ESCLUSIVA MN - Agostinelli: "Praet e Andersen sono da Milan, per Giampaolo è la prova del nove. Cutrone? Da tenere assolutamente"

06.06.2019 12:00 di Enrico Ferrazzi Twitter:    Vedi letture
© foto di Antonello Sammarco/Image Sport
ESCLUSIVA MN - Agostinelli: "Praet e Andersen sono da Milan, per Giampaolo è la prova del nove. Cutrone? Da tenere assolutamente"

Per commentare le ultime novità sul Milan, la redazione di Milannews.it ha intervistato in esclusiva Andrea Agostinelli, ex giocatore della Lazio e attualmente allenatore dei congolesi del Motema Pembe. Con lui abbiamo parlato della rivoluzione nell'organigramma milanista, del probabile arrivo di Marco Giampaolo sulla panchina rossonera, delle voci di mercato su Andersen e Praet e della posizione in campo di Calhanoglu.

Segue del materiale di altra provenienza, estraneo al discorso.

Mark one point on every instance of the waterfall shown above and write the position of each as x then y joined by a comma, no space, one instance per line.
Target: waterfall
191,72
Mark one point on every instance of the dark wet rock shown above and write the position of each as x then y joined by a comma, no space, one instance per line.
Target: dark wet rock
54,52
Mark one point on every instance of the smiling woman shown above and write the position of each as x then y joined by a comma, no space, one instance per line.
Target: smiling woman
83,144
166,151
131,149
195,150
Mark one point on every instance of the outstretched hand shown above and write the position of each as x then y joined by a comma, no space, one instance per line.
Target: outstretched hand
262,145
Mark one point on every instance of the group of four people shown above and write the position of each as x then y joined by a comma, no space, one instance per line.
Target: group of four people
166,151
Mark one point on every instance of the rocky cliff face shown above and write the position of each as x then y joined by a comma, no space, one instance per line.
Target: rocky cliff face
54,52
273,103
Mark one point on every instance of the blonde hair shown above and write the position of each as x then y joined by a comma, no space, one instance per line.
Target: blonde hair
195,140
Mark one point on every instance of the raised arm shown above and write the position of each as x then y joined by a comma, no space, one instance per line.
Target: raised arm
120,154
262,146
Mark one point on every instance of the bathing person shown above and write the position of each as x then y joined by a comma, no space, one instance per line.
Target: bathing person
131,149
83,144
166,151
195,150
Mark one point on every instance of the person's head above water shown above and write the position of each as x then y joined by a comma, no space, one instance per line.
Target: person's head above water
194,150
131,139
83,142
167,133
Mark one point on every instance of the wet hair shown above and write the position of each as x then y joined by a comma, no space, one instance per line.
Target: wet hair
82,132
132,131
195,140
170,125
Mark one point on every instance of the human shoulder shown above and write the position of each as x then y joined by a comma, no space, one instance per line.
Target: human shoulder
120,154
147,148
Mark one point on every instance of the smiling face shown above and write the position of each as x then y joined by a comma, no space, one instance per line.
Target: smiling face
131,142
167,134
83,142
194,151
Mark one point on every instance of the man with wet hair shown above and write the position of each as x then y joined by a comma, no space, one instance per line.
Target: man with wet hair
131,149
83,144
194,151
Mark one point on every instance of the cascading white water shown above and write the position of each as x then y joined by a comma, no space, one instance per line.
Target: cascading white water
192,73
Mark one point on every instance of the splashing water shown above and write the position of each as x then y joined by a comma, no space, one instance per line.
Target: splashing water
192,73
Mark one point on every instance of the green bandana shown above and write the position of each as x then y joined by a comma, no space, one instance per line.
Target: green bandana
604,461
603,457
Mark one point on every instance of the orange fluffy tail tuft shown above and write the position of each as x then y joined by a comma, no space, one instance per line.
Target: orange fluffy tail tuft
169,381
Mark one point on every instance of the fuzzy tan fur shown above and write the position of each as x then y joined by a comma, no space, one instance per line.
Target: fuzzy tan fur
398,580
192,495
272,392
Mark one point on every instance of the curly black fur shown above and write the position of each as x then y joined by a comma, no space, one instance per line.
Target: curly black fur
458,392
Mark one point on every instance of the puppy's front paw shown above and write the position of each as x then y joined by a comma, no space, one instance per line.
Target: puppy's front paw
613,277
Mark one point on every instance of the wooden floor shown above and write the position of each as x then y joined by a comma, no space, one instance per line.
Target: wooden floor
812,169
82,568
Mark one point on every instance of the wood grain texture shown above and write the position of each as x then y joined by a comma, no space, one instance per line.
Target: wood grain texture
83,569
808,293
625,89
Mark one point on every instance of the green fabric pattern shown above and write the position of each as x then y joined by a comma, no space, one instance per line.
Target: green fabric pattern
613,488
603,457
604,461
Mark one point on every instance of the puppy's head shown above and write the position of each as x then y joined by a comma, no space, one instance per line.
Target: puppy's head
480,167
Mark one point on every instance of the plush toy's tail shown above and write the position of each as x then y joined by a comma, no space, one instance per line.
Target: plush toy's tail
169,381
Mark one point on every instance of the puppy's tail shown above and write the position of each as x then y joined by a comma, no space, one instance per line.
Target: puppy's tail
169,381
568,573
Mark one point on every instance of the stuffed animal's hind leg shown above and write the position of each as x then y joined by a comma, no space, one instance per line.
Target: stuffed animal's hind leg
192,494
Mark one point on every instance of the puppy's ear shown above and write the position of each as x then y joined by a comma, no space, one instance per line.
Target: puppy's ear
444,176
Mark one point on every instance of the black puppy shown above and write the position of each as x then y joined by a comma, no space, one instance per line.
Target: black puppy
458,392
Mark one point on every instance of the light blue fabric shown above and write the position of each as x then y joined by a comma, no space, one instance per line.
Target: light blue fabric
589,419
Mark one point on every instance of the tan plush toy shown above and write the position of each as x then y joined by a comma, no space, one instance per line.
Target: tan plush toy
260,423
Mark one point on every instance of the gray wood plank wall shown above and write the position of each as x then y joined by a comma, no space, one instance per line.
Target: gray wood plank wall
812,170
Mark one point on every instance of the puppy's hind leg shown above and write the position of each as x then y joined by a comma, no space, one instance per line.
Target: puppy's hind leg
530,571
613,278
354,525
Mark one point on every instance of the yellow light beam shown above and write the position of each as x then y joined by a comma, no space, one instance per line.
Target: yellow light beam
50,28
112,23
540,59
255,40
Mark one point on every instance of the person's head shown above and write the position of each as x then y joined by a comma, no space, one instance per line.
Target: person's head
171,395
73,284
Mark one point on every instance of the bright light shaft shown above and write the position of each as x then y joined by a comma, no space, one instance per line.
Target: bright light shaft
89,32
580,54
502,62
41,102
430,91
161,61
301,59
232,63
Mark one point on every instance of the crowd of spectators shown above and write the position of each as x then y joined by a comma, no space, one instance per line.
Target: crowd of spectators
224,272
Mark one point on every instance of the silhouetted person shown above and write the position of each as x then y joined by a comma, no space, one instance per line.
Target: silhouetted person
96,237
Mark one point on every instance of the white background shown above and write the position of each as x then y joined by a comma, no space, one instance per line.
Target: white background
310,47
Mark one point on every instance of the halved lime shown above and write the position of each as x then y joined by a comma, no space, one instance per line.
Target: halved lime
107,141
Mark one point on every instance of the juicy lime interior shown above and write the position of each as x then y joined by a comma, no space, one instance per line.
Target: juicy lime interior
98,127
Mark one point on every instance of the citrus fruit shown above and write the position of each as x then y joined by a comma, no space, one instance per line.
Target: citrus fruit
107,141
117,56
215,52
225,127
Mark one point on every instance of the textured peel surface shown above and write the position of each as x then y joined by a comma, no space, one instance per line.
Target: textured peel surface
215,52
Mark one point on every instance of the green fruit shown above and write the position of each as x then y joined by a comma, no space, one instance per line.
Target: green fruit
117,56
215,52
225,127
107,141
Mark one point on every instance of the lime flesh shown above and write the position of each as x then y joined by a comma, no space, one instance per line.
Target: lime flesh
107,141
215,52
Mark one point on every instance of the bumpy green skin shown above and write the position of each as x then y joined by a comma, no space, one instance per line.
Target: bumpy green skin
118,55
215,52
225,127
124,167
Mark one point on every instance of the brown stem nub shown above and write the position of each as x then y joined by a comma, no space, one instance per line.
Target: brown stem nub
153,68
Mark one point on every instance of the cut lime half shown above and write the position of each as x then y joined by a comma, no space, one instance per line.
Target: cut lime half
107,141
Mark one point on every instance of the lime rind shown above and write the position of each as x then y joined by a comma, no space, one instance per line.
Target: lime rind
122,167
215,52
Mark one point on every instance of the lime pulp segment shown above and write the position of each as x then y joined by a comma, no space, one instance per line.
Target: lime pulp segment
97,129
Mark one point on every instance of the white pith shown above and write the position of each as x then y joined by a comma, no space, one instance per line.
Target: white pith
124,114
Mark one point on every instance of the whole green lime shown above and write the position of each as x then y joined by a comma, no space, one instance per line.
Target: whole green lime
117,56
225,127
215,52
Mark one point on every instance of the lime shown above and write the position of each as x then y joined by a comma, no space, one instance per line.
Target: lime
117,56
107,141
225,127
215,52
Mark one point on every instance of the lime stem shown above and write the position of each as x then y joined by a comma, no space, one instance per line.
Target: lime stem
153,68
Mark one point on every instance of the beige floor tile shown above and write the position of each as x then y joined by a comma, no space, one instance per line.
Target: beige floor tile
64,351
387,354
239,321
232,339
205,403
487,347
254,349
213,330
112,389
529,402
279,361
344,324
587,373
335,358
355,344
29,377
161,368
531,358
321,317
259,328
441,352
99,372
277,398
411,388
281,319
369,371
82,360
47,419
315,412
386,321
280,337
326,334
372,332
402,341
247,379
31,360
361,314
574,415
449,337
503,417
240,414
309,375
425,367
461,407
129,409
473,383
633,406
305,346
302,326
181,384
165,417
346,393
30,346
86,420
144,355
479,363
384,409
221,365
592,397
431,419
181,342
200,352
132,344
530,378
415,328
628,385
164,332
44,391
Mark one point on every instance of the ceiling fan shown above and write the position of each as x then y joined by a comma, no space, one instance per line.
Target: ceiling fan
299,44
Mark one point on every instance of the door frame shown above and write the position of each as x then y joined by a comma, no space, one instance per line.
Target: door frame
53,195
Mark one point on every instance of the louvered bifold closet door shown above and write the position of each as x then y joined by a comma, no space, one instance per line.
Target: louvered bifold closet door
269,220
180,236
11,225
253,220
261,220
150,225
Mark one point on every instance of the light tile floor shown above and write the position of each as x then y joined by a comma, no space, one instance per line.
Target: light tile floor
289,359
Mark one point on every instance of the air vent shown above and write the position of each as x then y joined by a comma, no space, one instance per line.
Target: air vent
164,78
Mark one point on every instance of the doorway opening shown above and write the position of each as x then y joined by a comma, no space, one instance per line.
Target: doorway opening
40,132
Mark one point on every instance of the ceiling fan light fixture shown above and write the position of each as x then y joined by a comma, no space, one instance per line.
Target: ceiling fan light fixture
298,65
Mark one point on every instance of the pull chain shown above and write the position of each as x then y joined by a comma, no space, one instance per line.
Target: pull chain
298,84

Sig. Agostinelli, si aspettava gli addii di Leonardo e Gattuso e la promozione di Maldini a responsabile dell'area tecnica?
"Che Maldini, per quello che ha rappresentato per questo club, debba avere un ruolo importante nel Milan mi sembra giusto, scontato e logico. Sono assolutamente d'accordo su questa cosa. Per quanto riguarda la rivoluzione tecnica, io ho grande stima in Gattuso, per me ha fatto assolutamente bene sulla panchina del Milan. Ha fatto un buon lavoro". 

Al posto di Gattuso, dovrebbe arrivare Marco Giampaolo. E' l'allenatore giusto per il Milan? 
"Giampaolo è un buon allenatore, è uno che ha idee, ma Milano è una piazza difficile per tutti. E' una prova del nove per Giampaolo, anche perchè sarebbe la prima volta che va ad allenare un top club dove ci sono sempre grandi pressioni".

Ci sono voci di mercato secondo cui Giampaolo vorrebbe portare in rossonero Andersen e Praet. Secondo lei sono giocatori da Milan? 
"Giampaolo vorrebbe portarli con lui al Milan. Praet si è confermato in questa stagione, credo sia un giocatore da Milan, così come Andersen. Se Giampaolo li vuole portare con sé, è perchè crede molto in loro".

Per lei Calhanoglu può fare il regista davanti alla difesa?
"Tutto è possibile, ma mi sembra un giocatore che tocca troppo la palla. E' anche vero che anche Pirlo era un trequartista e poi è diventato un grande regista. Se dovesse venire Giampaolo, credo che il Milan giocherà con il 4-3-1-2 e quindi vedrei meglio Calhnoglu nel ruolo di trequartista. Staremo a vedere, è un'idea che si può provare perchè al turco non manca la tecnica, ma dovrebbe cambiare la mentalità e l'approccio alle partite".

L'ultima domanda è su Patrick Cutrone. Secondo lei dovrebbe rimanere ancora al Milan o magari fare un anno in prestito per giocare con continuità?
"Io su Cutrone dico solo una cosa: è un attaccante che la butta sempre dentro. Io me lo terrei ben stretto. A livello tecnico non è eccelso magari, ma segna in ogni modo. Io lo prenderei in ogni squadra".